In the week since Beyoncé released Renaissance, her first solo album in six years, it’s been met with celebration — as well as a few post-release tweaks. Beyoncé is apparently in the process of removing the interpolation of Kelis’s song “Milkshake” from the track “Energy” after Kelis accused her and “Milkshake” producers Pharrell Williams and Chad Hugo of using the song without asking. Beyoncé also changed the lyrics in “Heated,” removing an ableist slur that sparked backlash over the weekend.
While she’s at it, Monica Lewinsky would like to request another lyric change. In response to the news that Beyoncé would remove the insensitive lyric from “Heated,” Lewinsky tweeted, “uhmm, while we’re at it…#Partition.” In “Partition,” from Beyoncé’s 2013 self-titled album, the singer references Lewinsky’s infamous affair with Bill Clinton, singing, “He Monica Lewinsky’d all on my dress.”
It’s not the first time Lewinsky has addressed the lyric. In a 2014 essay for Vanity Fair, she wrote about the endless pop-culture references made about her: “Miley Cyrus references me in her twerking stage act, Eminem raps about me, and Beyoncé’s latest hit gives me a shout-out. Thanks, Beyoncé, but if we’re verbing, I think you meant ‘Bill Clinton’d all on my gown,’ not ‘Monica Lewinsky’d.’”
Lewinsky has been speaking about the humiliation she suffered in the aftermath of the affair for decades. As she’s pointed out, most of the jokes made about the 1998 scandal have been at her expense, not Clinton’s, even though their affair started when he was the president of the United States and in his 40s, while she was a 22-year-old White House intern. In a 2018 Vanity Fair essay, she described the fallout from Clinton’s initial denial of their affair: “As it so often does, power throws a protective cape around the shoulders of the man, and he dictates the spin by denigrating the less powerful woman.”
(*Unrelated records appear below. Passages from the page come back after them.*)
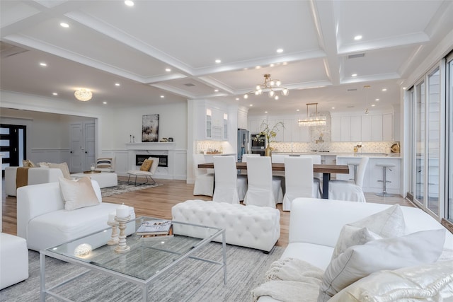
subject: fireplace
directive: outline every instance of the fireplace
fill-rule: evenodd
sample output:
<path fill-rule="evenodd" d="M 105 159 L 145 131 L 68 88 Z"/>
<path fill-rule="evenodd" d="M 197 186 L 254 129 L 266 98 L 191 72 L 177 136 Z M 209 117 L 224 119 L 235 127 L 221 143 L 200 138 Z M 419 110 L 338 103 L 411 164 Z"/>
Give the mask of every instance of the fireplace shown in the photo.
<path fill-rule="evenodd" d="M 149 157 L 159 158 L 159 167 L 168 167 L 168 155 L 154 155 L 154 154 L 136 154 L 135 155 L 135 165 L 142 165 L 145 159 Z"/>

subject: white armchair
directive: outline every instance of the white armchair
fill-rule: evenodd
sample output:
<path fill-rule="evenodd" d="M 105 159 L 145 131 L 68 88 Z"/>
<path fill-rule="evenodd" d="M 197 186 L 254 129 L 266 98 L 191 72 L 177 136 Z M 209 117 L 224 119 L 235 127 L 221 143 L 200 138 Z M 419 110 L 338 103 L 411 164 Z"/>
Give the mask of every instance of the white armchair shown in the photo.
<path fill-rule="evenodd" d="M 129 178 L 127 178 L 128 185 L 144 185 L 147 183 L 151 183 L 151 185 L 154 185 L 156 183 L 156 180 L 154 180 L 152 176 L 154 175 L 154 173 L 156 173 L 156 170 L 157 170 L 157 166 L 159 165 L 159 158 L 156 157 L 149 157 L 148 159 L 153 161 L 153 163 L 151 165 L 149 170 L 130 170 L 129 171 L 127 171 L 127 174 L 129 174 Z M 131 175 L 135 176 L 135 180 L 134 182 L 130 182 Z M 146 182 L 137 182 L 137 177 L 145 178 Z M 149 182 L 150 181 L 152 181 L 152 182 Z"/>

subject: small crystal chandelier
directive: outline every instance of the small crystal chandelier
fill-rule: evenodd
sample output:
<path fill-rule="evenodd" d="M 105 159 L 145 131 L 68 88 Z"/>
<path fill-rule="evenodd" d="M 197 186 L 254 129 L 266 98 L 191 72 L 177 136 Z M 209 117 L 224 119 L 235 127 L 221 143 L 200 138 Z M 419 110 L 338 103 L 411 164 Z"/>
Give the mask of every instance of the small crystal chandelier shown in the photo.
<path fill-rule="evenodd" d="M 316 112 L 314 115 L 309 115 L 309 106 L 315 105 L 316 106 Z M 311 126 L 325 126 L 326 125 L 326 116 L 318 115 L 318 103 L 309 103 L 306 104 L 306 117 L 303 120 L 299 120 L 299 125 L 304 127 Z"/>
<path fill-rule="evenodd" d="M 268 92 L 269 98 L 273 98 L 275 100 L 278 100 L 279 98 L 275 92 L 276 91 L 281 91 L 282 95 L 287 95 L 289 94 L 288 88 L 280 87 L 280 85 L 282 85 L 280 80 L 274 81 L 270 78 L 270 74 L 266 74 L 264 75 L 264 83 L 257 85 L 254 91 L 244 94 L 243 98 L 248 98 L 248 95 L 251 93 L 254 93 L 256 95 L 260 95 L 265 91 Z"/>
<path fill-rule="evenodd" d="M 79 100 L 86 102 L 90 100 L 93 97 L 93 93 L 86 88 L 79 88 L 74 93 L 74 96 Z"/>

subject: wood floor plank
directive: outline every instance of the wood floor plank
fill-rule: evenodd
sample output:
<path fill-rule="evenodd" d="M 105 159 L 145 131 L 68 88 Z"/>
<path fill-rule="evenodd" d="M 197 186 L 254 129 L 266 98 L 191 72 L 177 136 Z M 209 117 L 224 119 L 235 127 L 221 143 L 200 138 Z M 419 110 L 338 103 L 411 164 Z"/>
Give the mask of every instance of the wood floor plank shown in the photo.
<path fill-rule="evenodd" d="M 120 178 L 120 179 L 122 178 Z M 179 202 L 188 199 L 212 200 L 212 197 L 209 196 L 194 196 L 193 185 L 187 184 L 185 180 L 156 180 L 158 183 L 163 184 L 163 185 L 103 197 L 103 202 L 118 204 L 124 203 L 126 205 L 133 207 L 137 216 L 150 216 L 171 219 L 171 207 Z M 2 187 L 4 188 L 1 199 L 3 232 L 16 235 L 17 224 L 16 197 L 6 197 L 4 192 L 4 185 Z M 381 197 L 372 193 L 365 193 L 365 197 L 367 202 L 387 204 L 399 204 L 413 207 L 411 202 L 401 196 Z M 282 204 L 278 204 L 277 209 L 280 211 L 280 238 L 277 245 L 286 247 L 288 244 L 290 212 L 283 211 Z"/>

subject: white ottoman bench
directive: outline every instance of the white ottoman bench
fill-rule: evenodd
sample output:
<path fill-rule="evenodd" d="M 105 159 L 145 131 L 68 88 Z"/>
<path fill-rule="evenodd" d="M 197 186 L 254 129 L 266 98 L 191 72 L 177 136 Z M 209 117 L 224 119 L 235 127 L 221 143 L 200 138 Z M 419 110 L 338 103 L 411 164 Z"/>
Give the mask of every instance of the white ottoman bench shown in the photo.
<path fill-rule="evenodd" d="M 280 236 L 280 211 L 267 207 L 195 199 L 176 204 L 171 214 L 176 221 L 225 228 L 226 243 L 265 252 L 273 248 Z M 176 234 L 197 238 L 207 235 L 188 226 L 173 227 Z M 222 236 L 215 240 L 222 241 Z"/>
<path fill-rule="evenodd" d="M 23 238 L 0 233 L 0 289 L 28 278 L 28 249 Z"/>
<path fill-rule="evenodd" d="M 100 187 L 115 187 L 118 185 L 118 175 L 111 172 L 71 174 L 71 177 L 75 178 L 81 178 L 86 176 L 97 181 Z"/>

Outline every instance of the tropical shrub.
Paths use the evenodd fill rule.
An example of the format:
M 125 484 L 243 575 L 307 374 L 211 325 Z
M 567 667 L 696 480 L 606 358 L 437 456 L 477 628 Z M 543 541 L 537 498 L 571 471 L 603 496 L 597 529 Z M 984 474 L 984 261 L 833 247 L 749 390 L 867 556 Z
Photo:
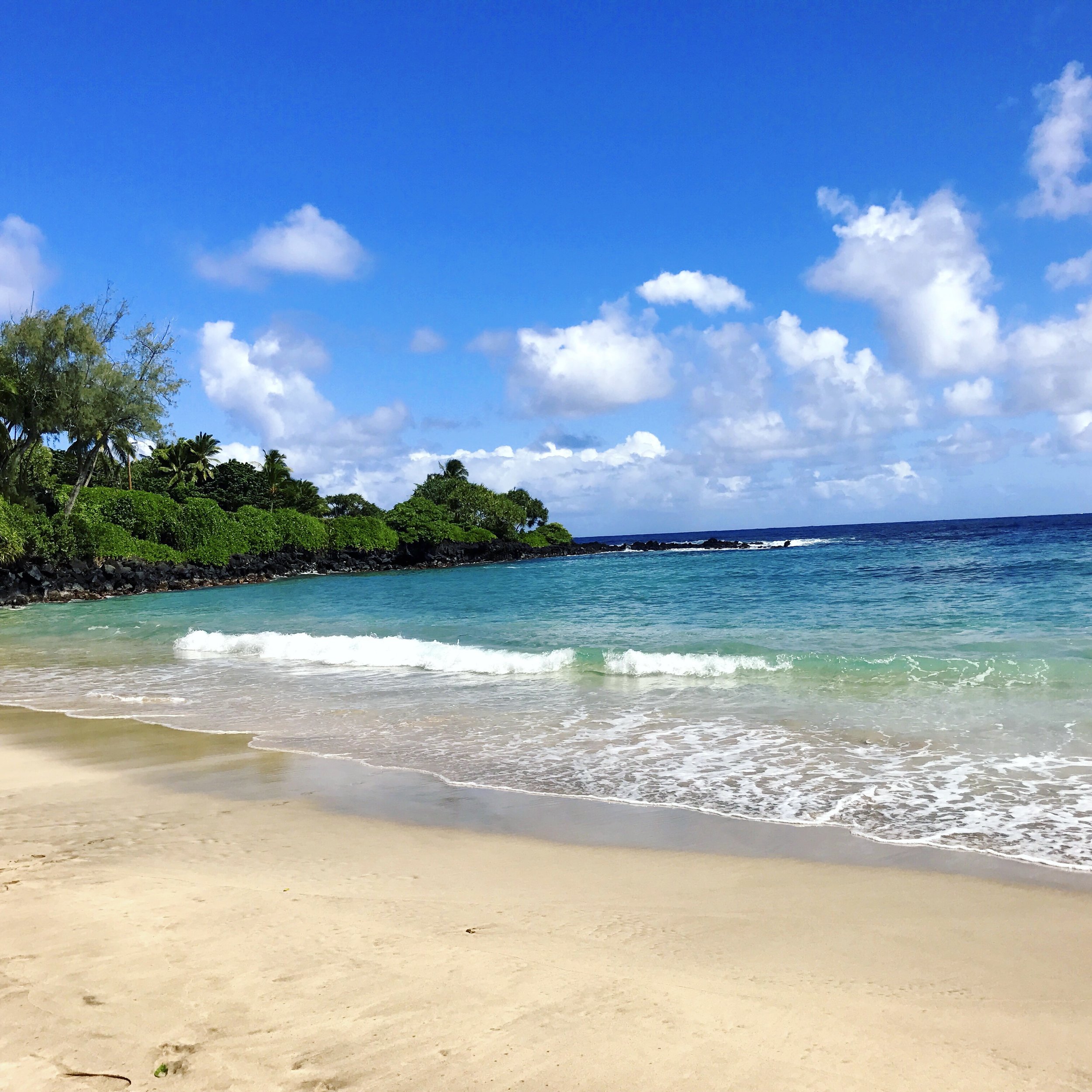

Lewinsky clarified in the comments that she hadn’t reached out to Beyoncé’s team to make the request. A few commenters were quick to point out that Lewinsky has “rap song muse” in her Twitter bio, suggesting she’s capitalizing on the fact that her name appears as the butt of so many jokes. (Lewinsky said in a 2015 Ted Talk that she’s been name-checked in almost 40 rap songs, though the true number is much higher.) Responding to commenters accusing her of suddenly taking issue with the lyric after joking about it for years, she wrote that she uses humor “to deal with painful or humiliating things.” Others took issue with the idea that, by calling out the lyrics, Lewinsky is holding Beyoncé, a Black woman, to a different standard than the countless other musicians, comedians, and public figures who’ve made jokes at her expense. (Likewise, Beyoncé’s use of the word “spaz,” which was also removed from a Lizzo song in June, is far from its first appearance in music.) Lewinsky defended her choice to specifically address Beyoncé, arguing that she brought it up in response to the news that Beyoncé is changing other lyrics.